As others have noted above, the R3 certificate expiring on 9/29/2021 was replaced earlier this year; the replacement is also called R3 but has a future expiry which is past the DST expiry (9/30/2021). Most browsers and devices will accept this, because they will short-circuit the validation to the ISRG-X1 root certificate that signed the identical keypair as R3.
Because of short-circuiting, how SSL clients build chains, and the presence of cross-signed certificates, devices/browsers will not reliably show the actual certificates used during a connection - they often just show (or use) the first valid certificates that match a key pairing.
So why do we care about LetsEncrypt clients?
Many clients have ignored the RFC and hardcoded the certificate chains, so when using them you will download a valid certificate from LetsEncrypt but it will be chained against a potentially invalid certificate bundled into the client's source code. This will still work in production for many situations if the keypairs are the same (as in R3-old and R3-new) and the client can build a valid path, but analyzing the chain locally can generate errors.
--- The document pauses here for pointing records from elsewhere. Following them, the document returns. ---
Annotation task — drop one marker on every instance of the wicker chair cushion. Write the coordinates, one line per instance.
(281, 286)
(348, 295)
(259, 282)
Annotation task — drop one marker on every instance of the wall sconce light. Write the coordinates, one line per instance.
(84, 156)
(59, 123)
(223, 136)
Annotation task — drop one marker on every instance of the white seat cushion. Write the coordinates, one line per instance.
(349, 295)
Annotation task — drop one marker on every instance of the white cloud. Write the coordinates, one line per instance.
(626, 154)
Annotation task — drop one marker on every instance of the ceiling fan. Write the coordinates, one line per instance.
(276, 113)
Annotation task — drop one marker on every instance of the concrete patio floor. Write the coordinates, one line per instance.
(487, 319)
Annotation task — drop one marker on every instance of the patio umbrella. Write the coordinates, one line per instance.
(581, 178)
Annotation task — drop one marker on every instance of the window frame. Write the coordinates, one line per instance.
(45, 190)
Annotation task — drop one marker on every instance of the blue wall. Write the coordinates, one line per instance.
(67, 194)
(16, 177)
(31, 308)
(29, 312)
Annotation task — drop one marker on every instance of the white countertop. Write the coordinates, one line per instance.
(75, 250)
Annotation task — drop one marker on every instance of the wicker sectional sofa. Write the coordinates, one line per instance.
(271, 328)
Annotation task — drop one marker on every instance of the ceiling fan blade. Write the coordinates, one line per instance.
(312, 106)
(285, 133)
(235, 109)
I'm having the same issue. my server is a Go REST api that uses the fullchain.pem file. I used the current certbot snap on ubuntu 18.04 to force-renew a new cert today. How do I get certbot to use the R3-new and not the R3-old? is this something that I need to do in certbot, or the cert listings in ubuntu, or do I need to use a different file instead of the "fullchain.pem" in my REST api server.
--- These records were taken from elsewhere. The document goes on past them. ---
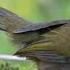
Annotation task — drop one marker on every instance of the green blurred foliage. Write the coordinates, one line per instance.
(34, 10)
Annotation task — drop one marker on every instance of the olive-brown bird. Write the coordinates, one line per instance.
(46, 43)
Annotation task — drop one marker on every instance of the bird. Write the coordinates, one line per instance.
(46, 43)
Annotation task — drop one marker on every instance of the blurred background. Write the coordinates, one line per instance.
(36, 11)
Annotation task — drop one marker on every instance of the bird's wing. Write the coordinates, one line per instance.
(38, 26)
(19, 25)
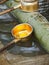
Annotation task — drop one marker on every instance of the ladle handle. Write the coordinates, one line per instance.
(10, 9)
(9, 44)
(1, 2)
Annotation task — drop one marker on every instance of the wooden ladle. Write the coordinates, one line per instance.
(21, 32)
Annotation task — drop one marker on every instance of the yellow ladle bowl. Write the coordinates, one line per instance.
(21, 32)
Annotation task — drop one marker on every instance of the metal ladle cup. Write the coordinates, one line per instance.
(19, 33)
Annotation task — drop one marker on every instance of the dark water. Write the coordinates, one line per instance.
(7, 22)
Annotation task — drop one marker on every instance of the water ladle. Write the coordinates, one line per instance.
(21, 32)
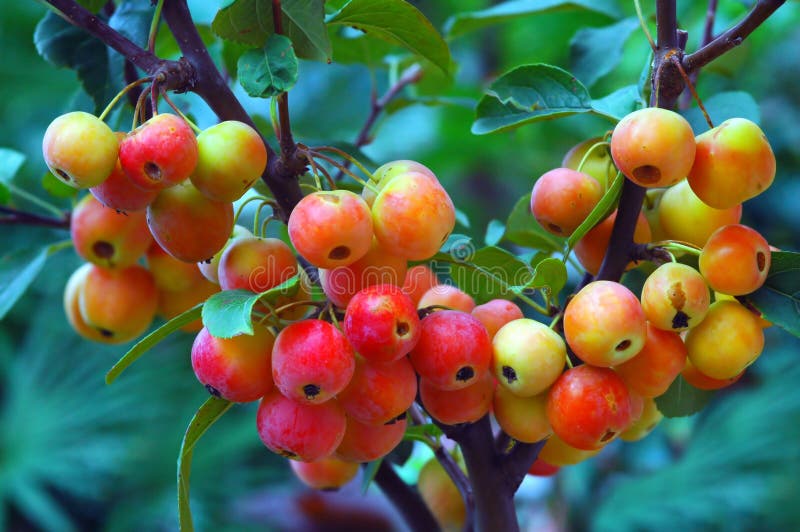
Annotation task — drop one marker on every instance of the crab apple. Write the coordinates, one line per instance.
(210, 266)
(528, 357)
(413, 215)
(735, 260)
(683, 216)
(522, 418)
(453, 349)
(72, 308)
(300, 431)
(379, 393)
(464, 405)
(381, 323)
(169, 273)
(324, 474)
(231, 156)
(418, 280)
(591, 249)
(364, 443)
(237, 368)
(675, 297)
(589, 406)
(331, 228)
(118, 192)
(562, 199)
(119, 303)
(312, 361)
(256, 264)
(80, 149)
(726, 342)
(604, 324)
(160, 153)
(496, 313)
(376, 267)
(653, 147)
(189, 226)
(106, 237)
(734, 162)
(598, 164)
(447, 295)
(660, 361)
(388, 171)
I saw this exact problem on my Mac. Whatever the cause (and I can't pinpoint it) the solution was to modify my server to use 'fullchain.pem' instead of 'cert.pem' for dovecot imap. That solved the problem for all my personal email domains on my server.
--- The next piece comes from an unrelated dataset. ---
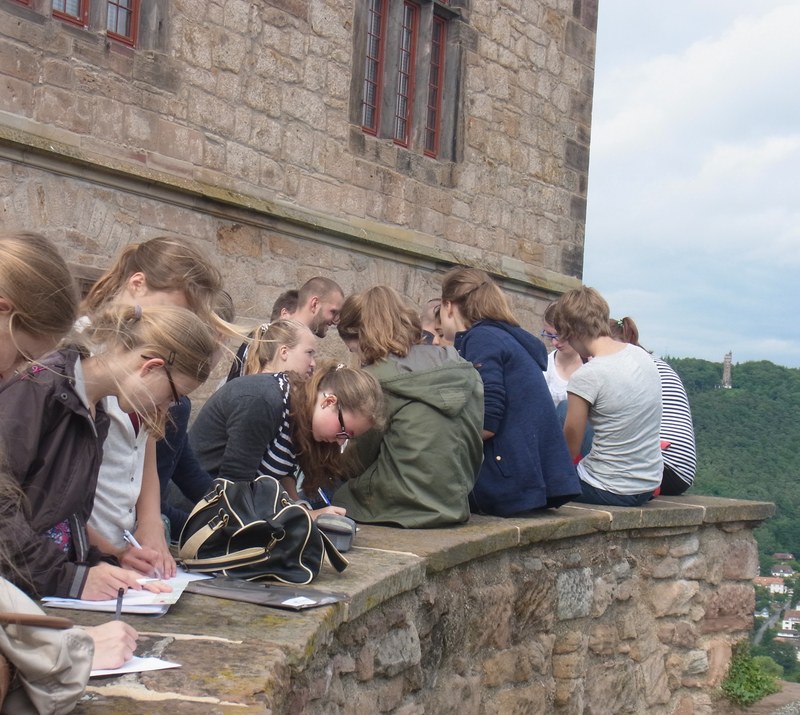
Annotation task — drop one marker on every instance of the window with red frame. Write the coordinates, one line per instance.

Hi @aparduhn, welcome to the LE community forum
certbot gets what LE provides.
[which has been the new R3 for quite some time now]
Although I would ask you to check what version of OpenSSL you are running.
Definitely NOT; that is the right file.
Are you sure it is using a recent version of it?
Hi all - I'm a new user and had an AWS expert set up my certs. Today, both of my websites, with current, valid certs, are showing as expired, and users are getting the "This connection is not private" warning message on Safari in iOS. Can anyone guide me here?
@BrianCanFixIT - how did you "force a renewal of the websites that were affected?"
What ACME client are you using?
Which of those cert renewal files are being used by your service?
Thank you so much for the quick response. I'm using OpenSSL 1.1.1 11 Sep 2018. and the version of certbot is installed: 1.19.0 (1434) 44MB classic
Certs are managed on AWS Certificate Manager. I'm not sure how to answer your 2nd question. (novice here)
Check to see that you're using 'fullchain.pem' - that solved all my Mac OS and IOS problems with no change on the client side.
Based on what you said, that sounds like my problem (issues are isolated to Mac OS and iOS users. Now, novice user here, where would I check for that and/or update to "fullchain.pem?"
If you can, test to see what is being served by your service.
Try something like:
openssl s_client -connect EXAMPLE.APP:443 -servername EXAMPLE.APP
If you are in a hurry/emergency state, I guess I would have to go to "in case of emergency break glass"...
And have you try to switch to another free CA until this problem is resolved.
Is is a publicly accessible website?
Yes - www.thecollegeagency.com
That depends on which softwarre. Apache? Ngnx? Dovecot? Postfix? Basically look for the configuration file of whatever software you're using and change 'cert.pem' to 'fullchain.pem' and you're good to go.